Reputation: 623
I'm trying to summarize multiple columns using summarize_at()
with a custom function. The part I'm stuck on is the function ssmd()
is meant to take a vector of values from the group established by group_by()
and another vector of values from outside this group.
In the example below, x
should be a vector for each set of values by Month
(varies according to the current group), and y
should be a fixed set of values for Month == 5
.
# custom function
ssmd <- function(x, y){
(mean(x, na.rm = TRUE) - mean(y, na.rm = TRUE)) / sqrt(var(x, na.rm = TRUE) + var(y, na.rm = TRUE))
}
# dataset
d <- airquality
# this isn't working - trying to find the difference between the mean for each Month and the mean of Month 5, for columns Ozone, Solar.R, Wind, and Temp
d %>%
group_by(Month) %>%
summarize_at(vars(Ozone:Temp), funs(ssmd, x = ., y = .[Month == 5])) %>%
ungroup()
At the moment, this gives the following error: Error in mean(y, na.rm = TRUE) : argument "y" is missing, with no default
. So I think I have a syntax error, in addition to being stuck on how to access values from outside the current group.
The expected output is a data frame with one row for each Month and one column for each variable (Ozone, Solar.R, Wind, and Temp).
Upvotes: 0
Views: 326
Reputation: 389235
There are two issues :
1) When you are referring to Month
in funs
it is only for that group and not entire dataframe
2) 1) Can be resolved using .$Month
but you don't have access to entire column in summarize_at
to subset only those values where Month == 5
.
However, you don't need that custom function, you can take mean
of all columns for each Month
and then subtract the values from each column where Month = 5
.
library(dplyr)
d %>%
group_by(Month) %>%
summarize_at(vars(Ozone:Temp), mean, na.rm = TRUE) %>%
mutate_at(vars(Ozone:Temp), ~. - .[Month == 5])
# A tibble: 5 x 5
# Month Ozone Solar.R Wind Temp
# <int> <dbl> <dbl> <dbl> <dbl>
#1 5 0 0 0 0
#2 6 5.83 8.87 -1.36 13.6
#3 7 35.5 35.2 -2.68 18.4
#4 8 36.3 -9.44 -2.83 18.4
#5 9 7.83 -13.9 -1.44 11.4
To use ssmd
function in the updated post we can do :
library(dplyr)
library(purrr)
named_info <- d %>% select(Ozone:Temp) %>% names()
map(named_info, function(x) d %>% group_by(Month) %>%
summarise_at(vars(x), ~ssmd(., d[[x]][d$Month == 5]))) %>%
reduce(inner_join, by = 'Month')
Upvotes: 1
Reputation: 39174
I don't know how to fix your syntax error, but I proposed a workaround here.

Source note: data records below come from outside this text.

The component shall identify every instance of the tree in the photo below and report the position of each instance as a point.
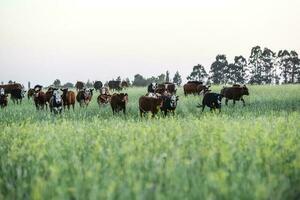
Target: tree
(295, 67)
(236, 72)
(219, 70)
(167, 76)
(56, 83)
(68, 85)
(139, 80)
(161, 78)
(268, 68)
(89, 84)
(198, 73)
(256, 65)
(128, 81)
(289, 66)
(177, 79)
(284, 64)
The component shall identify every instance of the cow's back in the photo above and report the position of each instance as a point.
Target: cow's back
(234, 93)
(70, 98)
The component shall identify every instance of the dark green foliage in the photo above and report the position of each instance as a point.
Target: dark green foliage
(68, 85)
(236, 72)
(219, 70)
(57, 83)
(177, 79)
(167, 76)
(198, 74)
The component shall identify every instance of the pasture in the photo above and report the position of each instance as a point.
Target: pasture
(250, 152)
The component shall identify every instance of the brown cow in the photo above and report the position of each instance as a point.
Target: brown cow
(49, 94)
(103, 99)
(194, 87)
(118, 102)
(161, 89)
(124, 84)
(40, 100)
(30, 93)
(170, 87)
(3, 98)
(234, 93)
(79, 85)
(150, 104)
(68, 98)
(84, 96)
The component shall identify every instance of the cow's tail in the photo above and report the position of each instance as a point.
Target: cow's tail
(199, 105)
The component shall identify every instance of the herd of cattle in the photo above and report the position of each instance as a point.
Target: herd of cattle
(159, 97)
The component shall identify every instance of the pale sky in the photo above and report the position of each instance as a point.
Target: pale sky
(41, 40)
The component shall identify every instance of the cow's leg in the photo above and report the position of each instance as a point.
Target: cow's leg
(244, 104)
(165, 112)
(226, 101)
(141, 113)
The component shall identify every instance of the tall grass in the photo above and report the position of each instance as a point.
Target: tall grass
(250, 152)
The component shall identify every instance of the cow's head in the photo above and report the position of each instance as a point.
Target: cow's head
(104, 90)
(219, 101)
(124, 97)
(245, 90)
(23, 91)
(2, 92)
(154, 86)
(57, 97)
(205, 90)
(88, 93)
(64, 90)
(173, 101)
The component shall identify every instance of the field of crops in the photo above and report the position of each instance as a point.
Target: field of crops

This summarizes the data as monthly mean for each column, and then just subtract the first value, which is the mean of May.
library(dplyr)
d <- airquality
d1 <- d %>%
group_by(Month) %>%
summarize_at(vars(Ozone:Temp), list(~mean(., na.rm = TRUE))) %>%
ungroup()
d1[-1] <- lapply(d1[-1], function(x) x - x[1])
d1
# # A tibble: 5 x 5
# Month Ozone Solar.R Wind Temp
# <int> <dbl> <dbl> <dbl> <dbl>
# 1 5 0 0 0 0
# 2 6 5.83 8.87 -1.36 13.6
# 3 7 35.5 35.2 -2.68 18.4
# 4 8 36.3 -9.44 -2.83 18.4
# 5 9 7.83 -13.9 -1.44 11.4
Upvotes: 1